A Saverne, une foule immense attendait S. A. Impériale, qui s’y est arrêtée quelques instants. M. West, préfet du Bas-Rhin, s’y trouvait avec des membres du conseil général et un nombreux cortége d’autorités. La réception a été enthousiaste. Les cris de: Vive l’Empereur! se sont fait entendre avec chaleur.

De la station, on aperçoit à droite le château du cardinal de Rohan. Cette vaste construction, qui n’était pas achevée quand survint la révolution de 1789, est restée dans le même état et n’avait jamais pu recevoir de destination utile. Mais la haute sollicitude de l’héritier de l’empereur Napoléon Ier vient de l’affecter à un asile pour les veuves et les orphelins des serviteurs du pays. Des travaux importants y sont entrepris en ce moment.

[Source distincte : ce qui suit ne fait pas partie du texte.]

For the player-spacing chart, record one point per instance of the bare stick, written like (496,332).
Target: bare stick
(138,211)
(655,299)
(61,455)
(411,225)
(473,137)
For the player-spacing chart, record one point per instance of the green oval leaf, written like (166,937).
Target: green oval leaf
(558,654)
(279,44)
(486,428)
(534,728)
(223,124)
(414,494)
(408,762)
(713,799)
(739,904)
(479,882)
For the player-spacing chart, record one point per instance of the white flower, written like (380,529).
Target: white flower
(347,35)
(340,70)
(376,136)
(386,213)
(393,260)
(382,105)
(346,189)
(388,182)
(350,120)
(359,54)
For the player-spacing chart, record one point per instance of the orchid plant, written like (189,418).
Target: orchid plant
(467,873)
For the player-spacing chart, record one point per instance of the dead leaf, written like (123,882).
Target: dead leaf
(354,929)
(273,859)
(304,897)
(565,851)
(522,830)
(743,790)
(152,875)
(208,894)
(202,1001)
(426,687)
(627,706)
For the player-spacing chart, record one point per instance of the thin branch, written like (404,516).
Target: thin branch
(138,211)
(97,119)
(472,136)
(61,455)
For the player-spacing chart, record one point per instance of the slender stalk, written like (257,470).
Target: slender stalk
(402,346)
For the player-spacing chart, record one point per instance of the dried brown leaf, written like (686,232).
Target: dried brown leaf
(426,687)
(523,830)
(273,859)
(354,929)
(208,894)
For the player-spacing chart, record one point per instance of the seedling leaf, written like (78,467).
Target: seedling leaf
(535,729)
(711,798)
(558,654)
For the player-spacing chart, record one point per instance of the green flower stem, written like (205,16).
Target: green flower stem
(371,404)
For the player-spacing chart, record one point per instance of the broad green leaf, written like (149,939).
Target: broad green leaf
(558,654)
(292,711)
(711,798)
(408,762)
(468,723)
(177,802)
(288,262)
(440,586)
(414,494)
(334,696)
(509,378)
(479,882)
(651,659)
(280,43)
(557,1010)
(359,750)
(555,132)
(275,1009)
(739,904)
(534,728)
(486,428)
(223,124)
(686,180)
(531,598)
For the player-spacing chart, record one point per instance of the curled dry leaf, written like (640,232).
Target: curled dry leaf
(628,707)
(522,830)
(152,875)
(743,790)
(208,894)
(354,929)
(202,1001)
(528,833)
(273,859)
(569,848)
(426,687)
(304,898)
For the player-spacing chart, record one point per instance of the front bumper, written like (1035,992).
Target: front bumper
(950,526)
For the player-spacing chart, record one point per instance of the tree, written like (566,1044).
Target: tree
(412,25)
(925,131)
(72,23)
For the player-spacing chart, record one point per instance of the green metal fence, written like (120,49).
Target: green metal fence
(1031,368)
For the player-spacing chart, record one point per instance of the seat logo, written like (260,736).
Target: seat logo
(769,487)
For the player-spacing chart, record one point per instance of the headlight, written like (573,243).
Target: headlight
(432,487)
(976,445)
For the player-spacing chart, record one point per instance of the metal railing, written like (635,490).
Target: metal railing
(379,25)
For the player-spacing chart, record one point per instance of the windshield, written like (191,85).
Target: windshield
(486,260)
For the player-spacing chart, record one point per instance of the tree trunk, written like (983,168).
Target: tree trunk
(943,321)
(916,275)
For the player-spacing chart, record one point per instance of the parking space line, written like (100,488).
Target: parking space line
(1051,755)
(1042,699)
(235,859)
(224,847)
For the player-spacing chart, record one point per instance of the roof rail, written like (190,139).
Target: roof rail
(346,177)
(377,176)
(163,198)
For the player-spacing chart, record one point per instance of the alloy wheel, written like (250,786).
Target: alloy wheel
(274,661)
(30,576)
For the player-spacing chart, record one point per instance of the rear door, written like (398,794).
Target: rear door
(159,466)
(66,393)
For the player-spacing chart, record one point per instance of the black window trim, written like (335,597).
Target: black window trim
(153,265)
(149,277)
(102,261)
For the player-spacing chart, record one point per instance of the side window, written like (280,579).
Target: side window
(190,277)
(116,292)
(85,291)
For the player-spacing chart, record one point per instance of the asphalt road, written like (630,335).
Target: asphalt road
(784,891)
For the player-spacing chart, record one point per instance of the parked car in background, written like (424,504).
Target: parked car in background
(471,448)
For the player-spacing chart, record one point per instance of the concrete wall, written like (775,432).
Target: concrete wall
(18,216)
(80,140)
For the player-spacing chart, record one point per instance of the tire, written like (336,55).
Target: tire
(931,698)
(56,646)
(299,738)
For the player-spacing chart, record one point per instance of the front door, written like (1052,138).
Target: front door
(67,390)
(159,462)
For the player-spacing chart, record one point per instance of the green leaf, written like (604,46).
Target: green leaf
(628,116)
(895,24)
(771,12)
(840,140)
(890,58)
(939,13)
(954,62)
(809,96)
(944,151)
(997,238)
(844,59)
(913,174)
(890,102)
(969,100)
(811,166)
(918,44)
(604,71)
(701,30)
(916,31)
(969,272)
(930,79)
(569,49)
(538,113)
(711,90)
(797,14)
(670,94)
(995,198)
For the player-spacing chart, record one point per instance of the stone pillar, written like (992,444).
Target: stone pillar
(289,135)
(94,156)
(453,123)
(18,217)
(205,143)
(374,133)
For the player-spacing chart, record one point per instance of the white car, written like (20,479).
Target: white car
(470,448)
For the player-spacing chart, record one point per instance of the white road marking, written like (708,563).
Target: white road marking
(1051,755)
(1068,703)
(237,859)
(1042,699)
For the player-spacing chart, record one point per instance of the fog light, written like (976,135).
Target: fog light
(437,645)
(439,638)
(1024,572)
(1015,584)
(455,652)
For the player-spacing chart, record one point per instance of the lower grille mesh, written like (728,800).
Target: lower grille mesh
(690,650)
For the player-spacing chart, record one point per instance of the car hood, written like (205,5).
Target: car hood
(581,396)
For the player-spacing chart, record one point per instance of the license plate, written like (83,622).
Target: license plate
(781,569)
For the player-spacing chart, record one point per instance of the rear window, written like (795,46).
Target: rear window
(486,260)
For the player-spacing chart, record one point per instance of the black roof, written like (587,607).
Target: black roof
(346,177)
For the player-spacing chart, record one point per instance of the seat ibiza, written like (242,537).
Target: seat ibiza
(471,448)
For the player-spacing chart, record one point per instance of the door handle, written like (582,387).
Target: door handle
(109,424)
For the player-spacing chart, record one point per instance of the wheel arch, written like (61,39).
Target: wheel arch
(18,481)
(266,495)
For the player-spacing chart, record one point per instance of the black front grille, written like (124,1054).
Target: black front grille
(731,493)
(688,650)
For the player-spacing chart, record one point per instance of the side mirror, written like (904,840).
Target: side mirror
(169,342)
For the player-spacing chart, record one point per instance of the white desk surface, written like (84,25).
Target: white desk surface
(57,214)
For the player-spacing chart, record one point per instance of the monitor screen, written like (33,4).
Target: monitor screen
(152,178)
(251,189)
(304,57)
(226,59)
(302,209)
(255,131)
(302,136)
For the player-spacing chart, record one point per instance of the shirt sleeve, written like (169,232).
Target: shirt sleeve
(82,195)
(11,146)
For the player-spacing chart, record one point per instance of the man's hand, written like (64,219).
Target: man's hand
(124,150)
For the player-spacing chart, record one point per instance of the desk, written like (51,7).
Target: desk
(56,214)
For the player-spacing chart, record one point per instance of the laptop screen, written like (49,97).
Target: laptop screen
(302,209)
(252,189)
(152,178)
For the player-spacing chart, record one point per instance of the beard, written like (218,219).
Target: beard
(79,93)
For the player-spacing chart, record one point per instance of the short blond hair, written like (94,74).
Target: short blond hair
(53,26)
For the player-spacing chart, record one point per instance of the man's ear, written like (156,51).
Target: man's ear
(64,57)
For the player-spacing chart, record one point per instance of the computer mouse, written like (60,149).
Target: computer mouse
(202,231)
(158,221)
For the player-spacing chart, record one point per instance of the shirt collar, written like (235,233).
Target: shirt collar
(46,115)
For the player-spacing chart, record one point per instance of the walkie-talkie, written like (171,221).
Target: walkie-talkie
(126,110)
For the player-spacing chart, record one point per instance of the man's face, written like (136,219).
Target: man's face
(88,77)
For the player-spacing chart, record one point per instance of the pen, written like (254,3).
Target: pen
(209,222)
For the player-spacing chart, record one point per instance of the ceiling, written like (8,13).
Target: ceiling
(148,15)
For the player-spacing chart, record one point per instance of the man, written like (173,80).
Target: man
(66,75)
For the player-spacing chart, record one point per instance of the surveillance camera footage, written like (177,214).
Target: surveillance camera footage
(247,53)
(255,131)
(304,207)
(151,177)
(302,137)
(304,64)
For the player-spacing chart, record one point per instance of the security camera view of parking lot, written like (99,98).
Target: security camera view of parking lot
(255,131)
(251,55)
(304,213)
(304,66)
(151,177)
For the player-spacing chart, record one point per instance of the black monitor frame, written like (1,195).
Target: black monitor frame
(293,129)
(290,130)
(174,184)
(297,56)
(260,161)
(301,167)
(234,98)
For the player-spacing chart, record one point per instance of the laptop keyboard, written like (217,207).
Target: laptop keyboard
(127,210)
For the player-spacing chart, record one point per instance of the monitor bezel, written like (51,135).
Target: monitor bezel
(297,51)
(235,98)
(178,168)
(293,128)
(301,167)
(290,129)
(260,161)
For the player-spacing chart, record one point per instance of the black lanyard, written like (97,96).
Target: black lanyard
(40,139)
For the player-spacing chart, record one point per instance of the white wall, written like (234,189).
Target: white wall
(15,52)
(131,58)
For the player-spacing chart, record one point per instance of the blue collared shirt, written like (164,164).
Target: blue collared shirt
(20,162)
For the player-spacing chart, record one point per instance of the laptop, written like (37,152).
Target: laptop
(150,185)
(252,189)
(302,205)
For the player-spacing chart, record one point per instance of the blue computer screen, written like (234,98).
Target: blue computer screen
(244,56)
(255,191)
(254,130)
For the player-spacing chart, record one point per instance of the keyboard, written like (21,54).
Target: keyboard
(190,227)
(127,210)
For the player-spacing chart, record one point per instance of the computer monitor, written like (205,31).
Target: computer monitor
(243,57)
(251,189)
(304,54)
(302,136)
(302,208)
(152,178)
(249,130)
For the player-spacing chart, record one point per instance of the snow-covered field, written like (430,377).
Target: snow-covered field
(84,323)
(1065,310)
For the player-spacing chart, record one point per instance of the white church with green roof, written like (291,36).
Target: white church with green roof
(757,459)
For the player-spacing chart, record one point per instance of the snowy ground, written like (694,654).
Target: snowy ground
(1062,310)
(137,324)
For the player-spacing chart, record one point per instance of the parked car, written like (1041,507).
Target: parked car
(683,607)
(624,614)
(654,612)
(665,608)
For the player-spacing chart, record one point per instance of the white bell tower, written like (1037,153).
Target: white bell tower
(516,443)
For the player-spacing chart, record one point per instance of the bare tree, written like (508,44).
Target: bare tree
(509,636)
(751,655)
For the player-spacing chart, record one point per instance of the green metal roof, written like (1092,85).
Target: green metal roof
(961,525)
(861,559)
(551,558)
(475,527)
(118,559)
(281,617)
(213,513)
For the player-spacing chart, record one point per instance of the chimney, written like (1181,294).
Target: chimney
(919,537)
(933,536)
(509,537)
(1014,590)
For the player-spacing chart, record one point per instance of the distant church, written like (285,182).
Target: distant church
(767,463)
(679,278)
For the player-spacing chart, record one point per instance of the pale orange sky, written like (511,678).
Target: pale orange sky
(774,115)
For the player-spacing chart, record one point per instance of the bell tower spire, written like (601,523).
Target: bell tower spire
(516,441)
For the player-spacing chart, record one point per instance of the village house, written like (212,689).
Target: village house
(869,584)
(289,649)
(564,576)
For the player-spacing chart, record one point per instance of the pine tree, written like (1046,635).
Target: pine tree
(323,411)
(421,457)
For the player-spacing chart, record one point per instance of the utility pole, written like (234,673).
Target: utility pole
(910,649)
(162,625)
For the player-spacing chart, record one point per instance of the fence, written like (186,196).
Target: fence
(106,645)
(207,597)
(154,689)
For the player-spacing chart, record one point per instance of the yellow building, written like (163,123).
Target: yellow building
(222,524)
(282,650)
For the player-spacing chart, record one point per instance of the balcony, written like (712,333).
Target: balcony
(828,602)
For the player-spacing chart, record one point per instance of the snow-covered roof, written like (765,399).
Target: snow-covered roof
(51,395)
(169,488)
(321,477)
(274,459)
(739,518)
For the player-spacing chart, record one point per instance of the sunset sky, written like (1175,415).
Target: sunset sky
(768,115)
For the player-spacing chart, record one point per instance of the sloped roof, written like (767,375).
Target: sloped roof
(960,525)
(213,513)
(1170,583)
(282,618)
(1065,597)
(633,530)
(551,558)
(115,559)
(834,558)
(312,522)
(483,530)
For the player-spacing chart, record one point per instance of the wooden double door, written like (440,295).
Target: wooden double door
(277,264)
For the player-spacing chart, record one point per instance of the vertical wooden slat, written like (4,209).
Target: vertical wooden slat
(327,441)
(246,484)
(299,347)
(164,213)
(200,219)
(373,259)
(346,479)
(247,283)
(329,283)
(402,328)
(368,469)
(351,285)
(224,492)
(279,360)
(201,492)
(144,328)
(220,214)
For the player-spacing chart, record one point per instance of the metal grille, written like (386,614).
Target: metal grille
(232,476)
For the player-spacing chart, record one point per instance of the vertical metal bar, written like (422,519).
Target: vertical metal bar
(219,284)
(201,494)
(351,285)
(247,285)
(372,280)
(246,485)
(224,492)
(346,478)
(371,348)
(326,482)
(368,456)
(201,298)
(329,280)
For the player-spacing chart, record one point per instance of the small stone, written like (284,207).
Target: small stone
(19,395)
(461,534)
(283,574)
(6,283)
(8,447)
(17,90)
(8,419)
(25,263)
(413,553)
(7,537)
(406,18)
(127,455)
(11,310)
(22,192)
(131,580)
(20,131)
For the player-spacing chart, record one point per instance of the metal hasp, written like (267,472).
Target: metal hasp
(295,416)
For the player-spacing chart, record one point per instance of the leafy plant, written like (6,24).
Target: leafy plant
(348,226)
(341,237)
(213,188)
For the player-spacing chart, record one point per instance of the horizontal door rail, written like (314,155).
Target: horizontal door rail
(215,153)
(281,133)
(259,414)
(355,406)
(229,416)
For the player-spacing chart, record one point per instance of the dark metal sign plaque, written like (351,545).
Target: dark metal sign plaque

A Monswilleer, à droite du chemin de fer, est une chapelle protestante, fondée par M. Goldenberg, directeur de l’usine de Zornhof, où se fabrique la quincaillerie.

En quittant Saverne, on reste dans la vallée de la Zorn jusqu’à Brumath.

Après quelques minutes d’arrêt à Wilwisheim, Hochfelden, Brumath et Vendenheim, où sont groupés les autorités et les habitants de chacune de ces communes, à midi trois quarts on approche du débarcadère, place immense où viennent aboutir les trois lignes de Bâle, de Wissembourg et de Paris.